In his dissent, Chief Justice Melville Fuller, joined by Justice John Marshall Harlan, believed the government had the power “notwithstanding the [14th] Amendment, to prescribe that all persons of a particular race, or their children, cannot become citizens.” Fuller stated that the 14th Amendment permitted birthright citizenship if parents “permanently located therein, and who might themselves become citizens; nor, on the other hand, does it arbitrarily make citizens of children born in the United States of parents who, according to the will of their native government and of this Government, are and must remain aliens.”

In recent years, the Court revisited Wong Kim Ark in Plyler v. Doe (1982). In a 5-4 decision, the Court overturned a Texas law allowing the state to withhold funds from local school districts used for educating children of illegal aliens. In his majority opinion, Justice William Brennan cited Wong Kim Ark and a 1912 legal treatise that held there was no difference “between resident aliens whose entry into the United States was lawful and resident aliens whose entry was unlawful.”

Today, arguments contesting a broad interpretation of Wong Kim Ark and birthright citizenship point to several factors. In a filing with the United States District Court for the Western District of Washington, the Justice Department states that “the Fourteenth Amendment affords so-called ‘birthright citizenship’ only to those persons born in the United States and subject to its jurisdiction—and thus excludes children of noncitizens here illegally as well as children of temporary visaholders.”

The department also cites language in the 1866 Civil Rights Act as supporting the argument that some persons are not under the “jurisdiction of the United States” because of their allegiance to another country. “Ample historical evidence shows that the children of non-resident aliens are subject to foreign powers—and, thus, are not subject to the jurisdiction of the United States and are not constitutionally entitled to birthright citizenship,” the brief argues.
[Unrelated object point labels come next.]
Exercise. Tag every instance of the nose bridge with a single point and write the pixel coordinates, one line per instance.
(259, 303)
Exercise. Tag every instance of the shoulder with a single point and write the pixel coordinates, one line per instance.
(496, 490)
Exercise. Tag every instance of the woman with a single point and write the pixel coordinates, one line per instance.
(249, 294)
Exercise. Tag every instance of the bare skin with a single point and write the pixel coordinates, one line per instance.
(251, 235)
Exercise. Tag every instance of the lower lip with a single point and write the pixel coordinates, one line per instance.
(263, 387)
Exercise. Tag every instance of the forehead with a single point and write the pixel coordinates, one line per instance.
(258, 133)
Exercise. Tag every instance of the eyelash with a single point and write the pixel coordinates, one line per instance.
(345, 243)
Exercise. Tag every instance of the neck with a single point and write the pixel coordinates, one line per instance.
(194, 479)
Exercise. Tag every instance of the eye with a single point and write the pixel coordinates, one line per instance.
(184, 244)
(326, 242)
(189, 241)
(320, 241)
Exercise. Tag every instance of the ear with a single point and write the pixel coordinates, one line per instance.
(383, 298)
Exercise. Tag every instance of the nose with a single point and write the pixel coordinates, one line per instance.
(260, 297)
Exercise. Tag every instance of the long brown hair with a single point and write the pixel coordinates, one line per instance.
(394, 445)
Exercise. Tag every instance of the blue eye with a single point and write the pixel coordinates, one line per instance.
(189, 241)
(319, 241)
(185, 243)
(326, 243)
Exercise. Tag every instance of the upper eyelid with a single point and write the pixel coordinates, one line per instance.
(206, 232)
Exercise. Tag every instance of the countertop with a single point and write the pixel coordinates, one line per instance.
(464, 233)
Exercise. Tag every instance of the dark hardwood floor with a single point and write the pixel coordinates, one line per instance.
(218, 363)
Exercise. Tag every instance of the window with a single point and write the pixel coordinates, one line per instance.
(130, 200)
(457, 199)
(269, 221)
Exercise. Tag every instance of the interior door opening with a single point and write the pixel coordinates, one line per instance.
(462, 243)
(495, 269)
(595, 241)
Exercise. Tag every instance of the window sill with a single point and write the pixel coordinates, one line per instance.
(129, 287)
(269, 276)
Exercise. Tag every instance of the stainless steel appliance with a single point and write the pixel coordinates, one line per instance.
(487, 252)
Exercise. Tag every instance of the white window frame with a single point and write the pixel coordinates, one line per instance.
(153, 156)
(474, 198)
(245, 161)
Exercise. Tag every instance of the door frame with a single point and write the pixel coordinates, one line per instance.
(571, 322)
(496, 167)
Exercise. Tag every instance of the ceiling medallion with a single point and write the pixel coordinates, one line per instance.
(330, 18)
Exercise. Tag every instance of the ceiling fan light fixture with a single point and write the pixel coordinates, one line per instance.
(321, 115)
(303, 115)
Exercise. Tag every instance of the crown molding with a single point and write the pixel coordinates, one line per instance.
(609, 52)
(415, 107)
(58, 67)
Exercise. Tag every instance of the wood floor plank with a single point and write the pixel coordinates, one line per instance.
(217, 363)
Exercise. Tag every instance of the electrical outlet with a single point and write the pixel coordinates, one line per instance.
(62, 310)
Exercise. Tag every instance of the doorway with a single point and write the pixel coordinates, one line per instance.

The Justice Department contends the plaintiffs misread the intent of the Wong Kim Ark decision. “Despite some broadly worded dicta, the Court’s opinion thus leaves no serious doubt that its actual holding concerned only children of permanent residents. The [executive order] is fully consistent with that holding.”

On Thursday, a federal judge temporarily blocked the executive order from going into effect, pending a hearing on Feb. 6, 2025.

But in the canon of Supreme Court cases, United States v. Wong Kim Ark remains as a landmark decision that has rarely been contested.

Scott Bomboy is the editor in chief of the National Constitution Center.